With respect to the comment arguing that the rule should expressly provide for a petitioner sur-reply, since the proposed rule was silent on this point, the Office did agree that this language should be added. “The final rule states that the petitioner may file a sur-reply that is limited to responding to the preliminary guidance and/or arguments made in the patent owner’s reply brief,” said the Federal Register Notice (FRN). The sur-reply may not be accompanied by new evidence but “may comment on any new evidence filed with the reply and/or point to cross-examination testimony of a reply witness, if relevant to the arguments made in the reply brief.”

Written-Description Support

A commenter also raised a concern about a potential ambiguity concerning the content of a motion to amend “regarding whether the required support in the original disclosure or earlier-filed disclosure must be set forth in the motion to amend or should be set forth as part of the claim listing.” The final rule clarifies this point by stating that “the written description support for a proposed substitute claim must be set forth in the motion to amend, as opposed to the claim listing.”

Examination Assistance

The Office also revised the proposed rule after considering comments “expressing concern about the narrow circumstances under which examination assistance would be requested.” The NPRM proposed that it would “favor of the Board’s authority to consider the entirety of the art of record and to request examination assistance in an appropriate manner when justified by circumstances.” The rule also would implement the current MTA pilot program practice of allowing the Board to seek examination assistance in certain circumstances, such as “when the petitioner ceases to participate altogether in an AIA trial in which the patent owner files an MTA and the Board nevertheless exercises its discretion to proceed with the trial thereafter.”

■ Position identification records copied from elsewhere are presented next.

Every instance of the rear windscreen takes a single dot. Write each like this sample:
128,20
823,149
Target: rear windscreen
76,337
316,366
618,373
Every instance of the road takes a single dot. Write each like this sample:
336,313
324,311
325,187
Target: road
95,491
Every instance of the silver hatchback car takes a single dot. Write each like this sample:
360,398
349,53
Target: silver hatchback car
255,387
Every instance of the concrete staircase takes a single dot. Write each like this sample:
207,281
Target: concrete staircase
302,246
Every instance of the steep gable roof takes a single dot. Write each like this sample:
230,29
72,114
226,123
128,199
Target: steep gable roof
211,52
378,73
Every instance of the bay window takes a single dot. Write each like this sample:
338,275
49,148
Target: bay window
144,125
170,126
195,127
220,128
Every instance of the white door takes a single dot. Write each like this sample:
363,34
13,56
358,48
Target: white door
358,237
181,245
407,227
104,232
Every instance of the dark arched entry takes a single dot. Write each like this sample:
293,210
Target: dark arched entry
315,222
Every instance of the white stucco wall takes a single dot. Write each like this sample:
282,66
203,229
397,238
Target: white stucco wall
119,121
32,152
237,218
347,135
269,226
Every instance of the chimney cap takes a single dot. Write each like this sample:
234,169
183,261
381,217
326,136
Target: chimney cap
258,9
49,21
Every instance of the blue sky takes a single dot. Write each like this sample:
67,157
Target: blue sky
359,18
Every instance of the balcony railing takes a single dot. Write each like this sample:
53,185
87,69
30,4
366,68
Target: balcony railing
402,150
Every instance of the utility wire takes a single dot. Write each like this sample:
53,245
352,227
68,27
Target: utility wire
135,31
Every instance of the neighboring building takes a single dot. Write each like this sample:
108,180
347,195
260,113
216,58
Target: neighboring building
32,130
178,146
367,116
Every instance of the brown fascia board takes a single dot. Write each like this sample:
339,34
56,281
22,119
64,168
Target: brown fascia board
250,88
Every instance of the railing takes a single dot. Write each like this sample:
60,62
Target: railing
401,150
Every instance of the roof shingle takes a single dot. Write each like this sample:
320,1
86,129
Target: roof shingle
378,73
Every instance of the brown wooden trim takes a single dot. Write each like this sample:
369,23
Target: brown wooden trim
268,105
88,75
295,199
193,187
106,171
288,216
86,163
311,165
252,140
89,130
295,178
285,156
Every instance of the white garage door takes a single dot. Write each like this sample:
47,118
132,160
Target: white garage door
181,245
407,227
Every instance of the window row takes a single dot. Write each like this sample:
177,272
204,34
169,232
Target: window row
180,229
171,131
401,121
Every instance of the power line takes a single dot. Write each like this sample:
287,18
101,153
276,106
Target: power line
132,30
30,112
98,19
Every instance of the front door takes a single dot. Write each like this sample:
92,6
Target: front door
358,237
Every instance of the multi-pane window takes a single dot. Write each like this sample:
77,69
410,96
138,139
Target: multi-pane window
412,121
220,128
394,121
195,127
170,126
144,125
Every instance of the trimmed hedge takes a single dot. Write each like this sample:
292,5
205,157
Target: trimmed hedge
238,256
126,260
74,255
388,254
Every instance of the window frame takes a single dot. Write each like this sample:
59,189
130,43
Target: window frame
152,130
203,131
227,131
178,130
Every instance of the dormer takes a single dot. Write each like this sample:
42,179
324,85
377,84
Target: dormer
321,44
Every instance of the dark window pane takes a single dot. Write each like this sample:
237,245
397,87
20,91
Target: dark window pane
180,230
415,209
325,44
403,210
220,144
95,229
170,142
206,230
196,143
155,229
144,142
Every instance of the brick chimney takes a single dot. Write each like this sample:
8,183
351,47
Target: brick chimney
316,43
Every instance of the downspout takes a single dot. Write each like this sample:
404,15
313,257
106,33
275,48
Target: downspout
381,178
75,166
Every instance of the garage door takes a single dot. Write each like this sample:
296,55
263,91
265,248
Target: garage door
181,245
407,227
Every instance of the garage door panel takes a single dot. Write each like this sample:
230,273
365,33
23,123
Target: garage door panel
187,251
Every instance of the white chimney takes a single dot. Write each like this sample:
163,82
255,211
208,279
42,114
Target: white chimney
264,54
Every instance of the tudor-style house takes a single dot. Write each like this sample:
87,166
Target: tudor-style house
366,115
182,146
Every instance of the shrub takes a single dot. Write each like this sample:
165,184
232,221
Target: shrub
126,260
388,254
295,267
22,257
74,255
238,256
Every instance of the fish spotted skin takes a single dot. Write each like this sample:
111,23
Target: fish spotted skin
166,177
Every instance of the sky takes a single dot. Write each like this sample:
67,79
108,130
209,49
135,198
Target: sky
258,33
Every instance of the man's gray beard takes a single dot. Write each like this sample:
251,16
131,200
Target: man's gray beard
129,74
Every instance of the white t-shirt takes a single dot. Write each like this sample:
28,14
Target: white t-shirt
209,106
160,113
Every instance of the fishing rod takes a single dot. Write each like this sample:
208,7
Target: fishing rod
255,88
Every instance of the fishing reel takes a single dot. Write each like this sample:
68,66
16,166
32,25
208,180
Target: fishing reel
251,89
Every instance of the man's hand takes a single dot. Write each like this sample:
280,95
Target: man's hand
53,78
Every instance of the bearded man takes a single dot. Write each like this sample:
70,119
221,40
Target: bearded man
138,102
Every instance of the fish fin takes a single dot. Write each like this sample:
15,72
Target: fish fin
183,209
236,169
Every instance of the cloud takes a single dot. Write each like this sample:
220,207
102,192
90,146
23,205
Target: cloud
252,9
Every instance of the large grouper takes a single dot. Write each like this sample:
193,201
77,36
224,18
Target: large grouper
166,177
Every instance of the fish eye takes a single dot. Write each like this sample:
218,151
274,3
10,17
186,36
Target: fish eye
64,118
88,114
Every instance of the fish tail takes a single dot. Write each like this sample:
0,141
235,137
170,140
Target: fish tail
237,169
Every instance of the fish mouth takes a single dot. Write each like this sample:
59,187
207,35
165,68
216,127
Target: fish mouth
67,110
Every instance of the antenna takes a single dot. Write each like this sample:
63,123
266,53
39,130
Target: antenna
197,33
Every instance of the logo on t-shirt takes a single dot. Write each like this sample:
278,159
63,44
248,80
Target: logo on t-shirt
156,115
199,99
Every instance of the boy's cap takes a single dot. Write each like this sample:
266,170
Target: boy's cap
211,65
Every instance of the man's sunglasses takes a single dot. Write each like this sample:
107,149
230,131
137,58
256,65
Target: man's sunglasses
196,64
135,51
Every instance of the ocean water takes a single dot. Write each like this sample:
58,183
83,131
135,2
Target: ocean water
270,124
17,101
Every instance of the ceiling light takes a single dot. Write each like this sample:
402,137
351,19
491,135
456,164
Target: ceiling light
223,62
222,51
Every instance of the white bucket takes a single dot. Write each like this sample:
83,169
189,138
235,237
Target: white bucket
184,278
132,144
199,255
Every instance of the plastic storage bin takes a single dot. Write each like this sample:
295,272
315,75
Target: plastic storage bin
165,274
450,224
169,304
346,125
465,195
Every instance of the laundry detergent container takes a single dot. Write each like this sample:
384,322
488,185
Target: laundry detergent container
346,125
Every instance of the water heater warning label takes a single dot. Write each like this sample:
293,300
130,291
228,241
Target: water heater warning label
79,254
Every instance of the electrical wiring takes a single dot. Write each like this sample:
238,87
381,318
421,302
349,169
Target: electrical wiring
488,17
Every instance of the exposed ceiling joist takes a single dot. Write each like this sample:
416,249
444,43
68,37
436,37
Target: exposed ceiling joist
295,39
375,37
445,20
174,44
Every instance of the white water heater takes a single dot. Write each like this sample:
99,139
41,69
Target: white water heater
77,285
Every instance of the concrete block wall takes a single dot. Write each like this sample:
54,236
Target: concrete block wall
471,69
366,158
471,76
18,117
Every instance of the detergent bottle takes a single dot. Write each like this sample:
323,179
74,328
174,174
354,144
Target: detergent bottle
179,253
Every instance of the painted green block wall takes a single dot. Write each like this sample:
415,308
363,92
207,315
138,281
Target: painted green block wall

Some commenters felt the rule’s requirement for seeking assistance should not be limited “to situations in which no petitioner opposes, or all petitioners cease to oppose a motion to amend,” arguing that “the expertise of examiners in identifying prior art” warrants an expansion of the situations under which assistance may be requested. Thus, “the final rule now states that a lack of opposition would be considered one of the reasons sufficient for the Board to seek examination assistance,” said today’s FRN. This would include situations where the Board “determines that a deficient prior art challenge in an opposition warrants a search for additional prior art.” The FRN continued:

“The ability of the Board to seek examination assistance when warranted, including a prior art search, for amended claims preserves the Office’s goal of ensuring that it adequately evaluates the patentability of claims before issuance.”

Board Discretion to Raise Grounds Sua Sponte

Finally, as to the rule’s changes to discretion of the Board to raise grounds of unpatentability sua sponte, the FRN said it would not implement proposals “to limit the exercise of discretion to raise grounds sua sponte, nor to retain the limit that only ‘readily identifiable and persuasive evidence’ may be relied upon.” Among the reasons for rejecting the suggestion was that the proposed limitations were “similar to those criticized by the Federal Circuit in Hunting Titan,” said the FRN.

The Final Rule will be published in the Federal Register September 18 and becomes effective October 18, 2024.

“Since launching the Motion to Amend Pilot Program in 2019, we have heard from patent owners that it is an efficient and effective way to receive feedback on their amended claims in order to preserve their patent rights,” said USPTO Director Kathi Vidal in a statement. “Making the program permanent and revising the burden-allocation rules ensures the USPTO is issuing robust and reliable patents and strengthens the predictability and certainty of post-grant trial proceedings before the PTAB.”